Вы говорите «Европа», а думаете «полигон, хлебные закрома, прибранные к рукам заводы, послушный приказу разум». Может быть, я преувеличиваю? Но, по крайней мере, я знаю, что, говоря «Европа», даже в лучшие моменты вашей жизни, когда вам удается искренне поверить в собственные домыслы, вы поневоле думаете о колоннах рабски покорных наций, ведомых Германией господ к сказочному и кровавому будущему. Мне бы очень хотелось заставить вас ясно почувствовать эту разницу: для вас Европа — это пространство, окруженное морями и горами, прорезанное плотинами, изрытое шахтами, покрытое колосящимися полями, пространство, на котором Германия разыгрывает партию, где ставкой служит одна только ее судьба. Но для нас Европа — заповедная обитель, где на протяжении двадцати веков разыгрывалась самая удивительная мистерия человеческого духа. Она — та избранная арена, на которой борьба человека Запада против всего мира, против богов, против себя самого ныне достигла трагического апогея. Как видите, мы подходим к Европе с разными мерками.

Не бойтесь, я не стану выдвигать против вас каноны старой пропаганды, взывая к христианской традиции. Это совсем другая проблема. Вы также слишком много говорили о ней и, изображая из себя защитников Рима, не убоялись сделать Христу рекламу, к которой ему пришлось начать привыкать еще в тот день, когда он получил поцелуй, пославший его на Голгофу. Но в то же время христианская традиция — всего лишь одна из тех, что создала эту Европу, и не мне, недостойному, защищать ее перед вами. Здесь потребны вкусы и склонности сердца, приверженного Господу. А вам известно, что я к этому отношения не имею. Но когда я позволяю себе думать, что моя страна говорит от имени Европы и что, защищая первую, мы защищаем их обе, то и я тоже придерживаюсь определенной традиции. Это одновременно и традиция немногих великих людей и всего вечного, неистребимого народа. Она — эта моя традиция — имеет две элиты: избранников разума и избранников мужества, у нее есть свои властители духа и свои бесчисленные подданные. Судите сами, отличается ли эта Европа, чьи границы — плод гения некоторых из ее народов, эта Европа, чьим вечным духом осенены все ее сыновья, от того пестрого пятна, которое вы заштриховали черным на своих временных военных картах.

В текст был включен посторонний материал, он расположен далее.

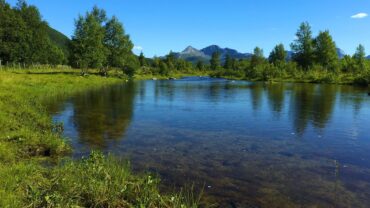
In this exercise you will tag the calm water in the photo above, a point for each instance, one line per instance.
(249, 144)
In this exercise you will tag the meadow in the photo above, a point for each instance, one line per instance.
(35, 170)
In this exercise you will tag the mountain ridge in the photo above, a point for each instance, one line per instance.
(194, 55)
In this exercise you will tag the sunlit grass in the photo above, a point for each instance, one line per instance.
(28, 141)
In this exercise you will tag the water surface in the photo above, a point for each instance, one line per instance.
(249, 144)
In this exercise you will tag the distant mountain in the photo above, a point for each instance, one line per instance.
(340, 53)
(194, 55)
(224, 52)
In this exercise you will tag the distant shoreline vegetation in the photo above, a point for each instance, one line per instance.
(100, 42)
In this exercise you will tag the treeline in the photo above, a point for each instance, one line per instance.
(24, 37)
(99, 42)
(313, 59)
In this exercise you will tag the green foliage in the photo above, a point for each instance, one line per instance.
(359, 58)
(28, 139)
(142, 60)
(215, 61)
(278, 54)
(118, 44)
(24, 36)
(99, 181)
(303, 47)
(99, 42)
(326, 51)
(257, 58)
(200, 66)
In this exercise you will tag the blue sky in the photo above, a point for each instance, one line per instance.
(158, 26)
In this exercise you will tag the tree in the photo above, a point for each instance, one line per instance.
(228, 62)
(215, 61)
(163, 68)
(24, 36)
(303, 50)
(278, 54)
(87, 46)
(142, 60)
(360, 58)
(118, 44)
(347, 64)
(325, 51)
(257, 57)
(200, 65)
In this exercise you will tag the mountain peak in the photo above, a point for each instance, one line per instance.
(190, 49)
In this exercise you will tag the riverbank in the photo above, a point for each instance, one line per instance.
(30, 142)
(312, 76)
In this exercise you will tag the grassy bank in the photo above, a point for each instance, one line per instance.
(29, 141)
(299, 76)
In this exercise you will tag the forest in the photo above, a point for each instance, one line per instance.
(101, 42)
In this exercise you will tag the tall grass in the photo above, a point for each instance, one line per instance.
(28, 141)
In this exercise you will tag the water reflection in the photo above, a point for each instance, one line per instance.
(252, 144)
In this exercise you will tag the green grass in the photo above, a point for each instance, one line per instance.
(33, 172)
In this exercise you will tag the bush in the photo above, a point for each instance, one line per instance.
(99, 181)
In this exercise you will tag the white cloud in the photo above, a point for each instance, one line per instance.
(359, 15)
(138, 48)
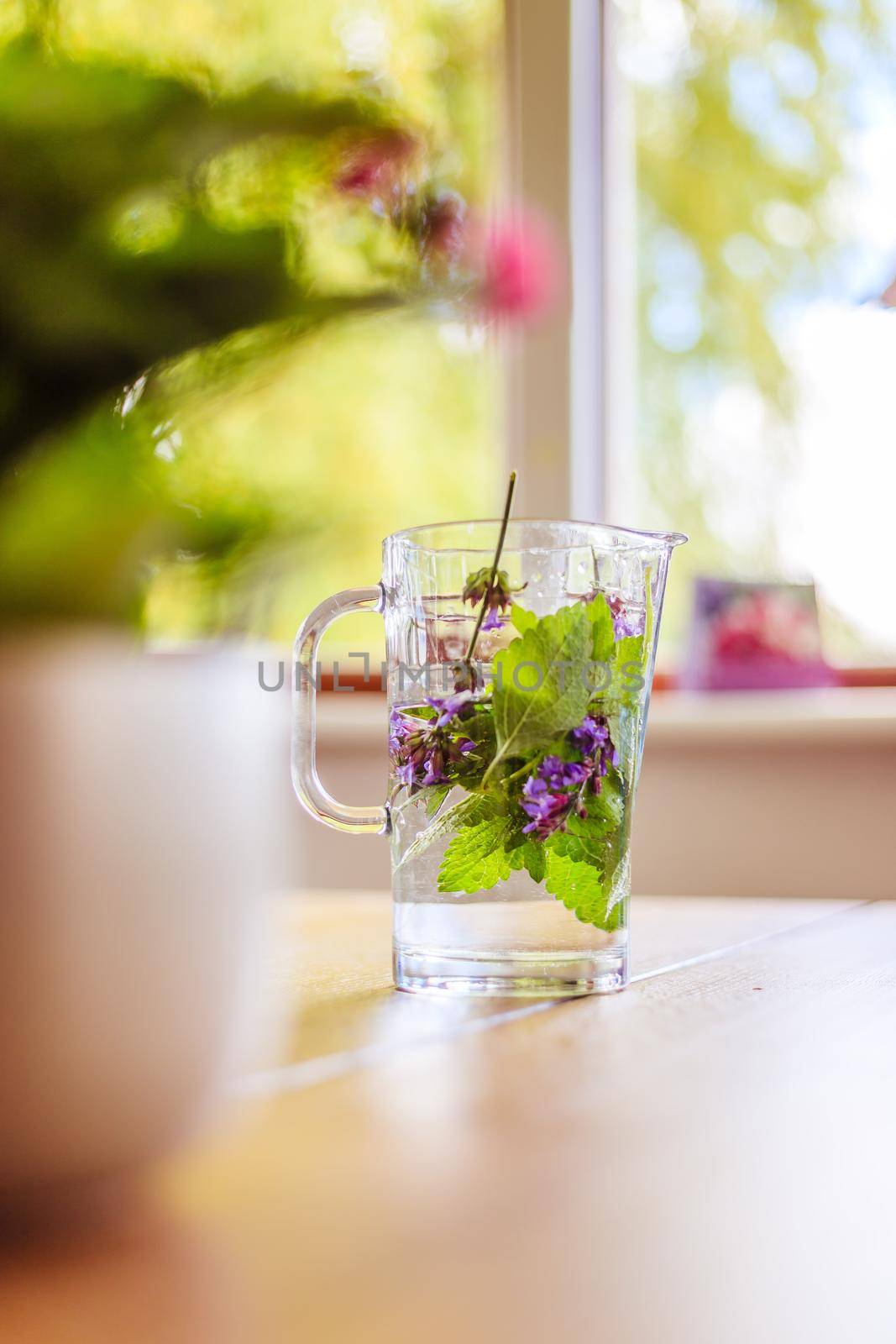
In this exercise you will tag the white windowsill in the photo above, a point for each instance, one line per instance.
(839, 716)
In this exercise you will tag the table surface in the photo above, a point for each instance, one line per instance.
(705, 1158)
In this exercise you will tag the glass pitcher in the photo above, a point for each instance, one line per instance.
(515, 750)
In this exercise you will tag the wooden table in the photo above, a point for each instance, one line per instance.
(708, 1158)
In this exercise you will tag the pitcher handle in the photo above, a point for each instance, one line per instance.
(308, 786)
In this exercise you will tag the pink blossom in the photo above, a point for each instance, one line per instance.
(520, 268)
(374, 167)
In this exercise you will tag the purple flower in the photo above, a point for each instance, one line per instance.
(590, 736)
(625, 622)
(450, 706)
(563, 774)
(547, 810)
(422, 750)
(593, 739)
(496, 596)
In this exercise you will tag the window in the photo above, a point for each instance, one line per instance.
(758, 195)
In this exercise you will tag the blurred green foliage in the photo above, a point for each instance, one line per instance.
(743, 114)
(202, 416)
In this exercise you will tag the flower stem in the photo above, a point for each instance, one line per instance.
(495, 570)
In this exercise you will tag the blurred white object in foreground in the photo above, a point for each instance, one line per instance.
(137, 840)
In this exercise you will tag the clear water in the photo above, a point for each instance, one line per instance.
(512, 938)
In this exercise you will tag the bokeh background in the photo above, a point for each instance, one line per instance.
(190, 171)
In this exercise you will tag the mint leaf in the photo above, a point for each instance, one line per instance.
(479, 858)
(468, 812)
(528, 853)
(582, 860)
(604, 636)
(436, 796)
(539, 690)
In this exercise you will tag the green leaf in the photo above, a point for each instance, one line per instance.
(582, 860)
(479, 857)
(521, 618)
(468, 812)
(528, 853)
(604, 636)
(539, 690)
(436, 796)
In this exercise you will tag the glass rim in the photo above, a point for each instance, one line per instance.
(629, 538)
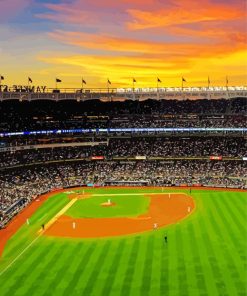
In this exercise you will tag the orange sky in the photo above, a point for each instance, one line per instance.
(122, 39)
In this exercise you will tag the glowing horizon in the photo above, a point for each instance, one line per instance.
(119, 40)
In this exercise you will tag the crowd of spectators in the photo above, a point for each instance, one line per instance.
(25, 172)
(19, 116)
(131, 147)
(26, 184)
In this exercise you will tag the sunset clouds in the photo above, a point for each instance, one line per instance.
(142, 38)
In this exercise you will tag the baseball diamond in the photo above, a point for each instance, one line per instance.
(192, 262)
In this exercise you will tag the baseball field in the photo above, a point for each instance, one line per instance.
(111, 241)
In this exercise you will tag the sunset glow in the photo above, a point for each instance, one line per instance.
(145, 39)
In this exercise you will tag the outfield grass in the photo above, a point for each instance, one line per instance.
(205, 255)
(125, 206)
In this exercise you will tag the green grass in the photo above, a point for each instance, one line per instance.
(125, 206)
(205, 255)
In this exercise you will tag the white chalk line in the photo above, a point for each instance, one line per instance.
(18, 256)
(144, 193)
(64, 210)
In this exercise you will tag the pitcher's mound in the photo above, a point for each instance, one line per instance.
(108, 204)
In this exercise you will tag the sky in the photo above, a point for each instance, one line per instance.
(123, 39)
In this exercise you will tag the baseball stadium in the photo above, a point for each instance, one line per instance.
(105, 195)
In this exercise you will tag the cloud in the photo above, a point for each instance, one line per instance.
(185, 12)
(11, 8)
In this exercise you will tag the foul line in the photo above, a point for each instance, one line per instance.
(60, 213)
(40, 232)
(144, 193)
(11, 263)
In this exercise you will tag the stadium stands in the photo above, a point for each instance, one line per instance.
(175, 159)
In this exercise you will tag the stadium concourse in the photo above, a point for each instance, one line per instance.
(34, 163)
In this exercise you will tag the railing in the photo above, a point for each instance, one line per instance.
(118, 94)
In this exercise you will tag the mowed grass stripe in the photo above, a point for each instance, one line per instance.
(182, 272)
(198, 270)
(158, 245)
(138, 269)
(32, 281)
(26, 233)
(130, 267)
(59, 271)
(215, 258)
(234, 213)
(79, 267)
(114, 266)
(222, 222)
(164, 268)
(103, 270)
(235, 266)
(121, 269)
(141, 281)
(10, 281)
(204, 256)
(94, 269)
(239, 202)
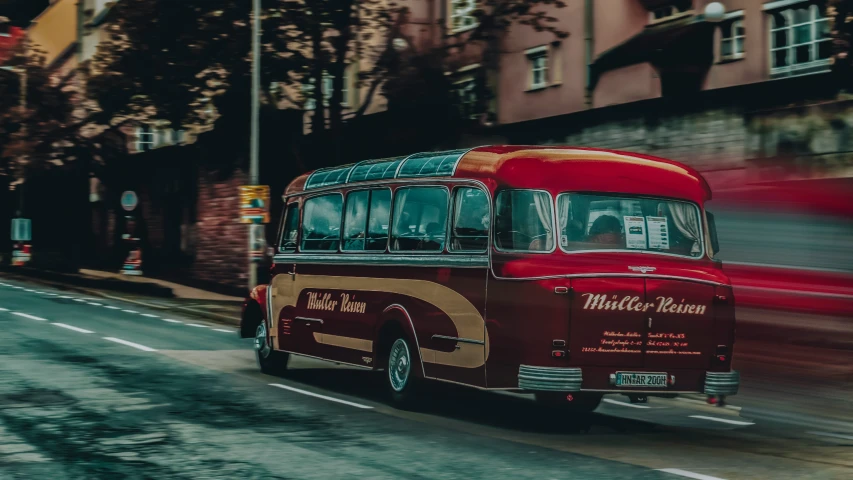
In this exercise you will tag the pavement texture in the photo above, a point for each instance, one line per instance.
(97, 386)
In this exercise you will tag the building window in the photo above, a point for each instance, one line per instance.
(732, 41)
(671, 10)
(799, 41)
(145, 138)
(537, 59)
(467, 91)
(462, 15)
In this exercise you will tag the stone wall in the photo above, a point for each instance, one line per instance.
(221, 241)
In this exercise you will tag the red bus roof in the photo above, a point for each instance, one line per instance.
(553, 168)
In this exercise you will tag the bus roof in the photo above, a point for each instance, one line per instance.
(552, 168)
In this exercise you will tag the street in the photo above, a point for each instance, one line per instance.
(93, 389)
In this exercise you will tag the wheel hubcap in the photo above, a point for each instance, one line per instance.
(399, 365)
(261, 345)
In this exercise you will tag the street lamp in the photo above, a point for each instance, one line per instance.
(255, 136)
(715, 12)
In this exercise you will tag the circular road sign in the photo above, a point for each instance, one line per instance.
(129, 200)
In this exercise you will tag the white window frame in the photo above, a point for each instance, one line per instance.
(461, 18)
(732, 39)
(542, 53)
(816, 17)
(145, 135)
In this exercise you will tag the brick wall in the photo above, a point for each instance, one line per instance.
(221, 240)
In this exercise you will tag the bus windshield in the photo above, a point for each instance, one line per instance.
(609, 222)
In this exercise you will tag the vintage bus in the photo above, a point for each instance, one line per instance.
(564, 272)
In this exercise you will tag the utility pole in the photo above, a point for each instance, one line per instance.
(255, 134)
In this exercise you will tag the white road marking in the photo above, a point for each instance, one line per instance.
(31, 317)
(312, 394)
(71, 327)
(130, 344)
(722, 420)
(624, 404)
(688, 474)
(832, 435)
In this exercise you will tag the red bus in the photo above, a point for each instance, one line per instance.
(564, 272)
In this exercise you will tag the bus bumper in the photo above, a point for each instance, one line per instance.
(555, 379)
(722, 383)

Вспомните, что вы сказали мне в тот день, когда смеялись над моим возмущением: «Дон Кихот не осилит Фауста, если тот захочет победить его». Я тогда ответил вам, что ни Фауст, ни Дон Кихот не созданы для борьбы и победы друг над другом, что не для того возникло искусство, чтобы нести в мир зло. Но вам нравилось утрировать образы, и вы продолжили эту игру. Теперь нужно было выбрать между Гамлетом и Зигфридом. Мне вовсе не хотелось выбирать, а главное, я был твердо уверен в том, что Запад может существовать не иначе как в хрупком равновесии силы и знания. Но вы насмеялись над знанием, вы говорили об одном лишь могуществе. Сегодня я понимаю себя куда лучше и знаю, что даже Фауст вам ныне не помощник. Ибо мы и в самом деле освоились с мыслью, что в некоторых случаях выбор неизбежен. Но наш выбор будет иметь так же мало значения, как и ваш, если он не будет делаться с ясным сознанием того, что он бесчеловечен и не имеет ничего общего с интеллектуальными ценностями. Мы-то сумеем впоследствии возродить их, а вы не умели этого никогда. Как видите, я повторяю ту же мысль: мы возвращаемся издалека. Но за эту мысль мы заплатили достаточно дорого, и теперь имеем на нее право. Это побуждает меня сказать вам, что ваша Европа не годится для нас. В ней нет ничего способного объединять или воспламенять сердца. Наша же — это общее дело, которое мы продолжим вопреки вам в духе разума.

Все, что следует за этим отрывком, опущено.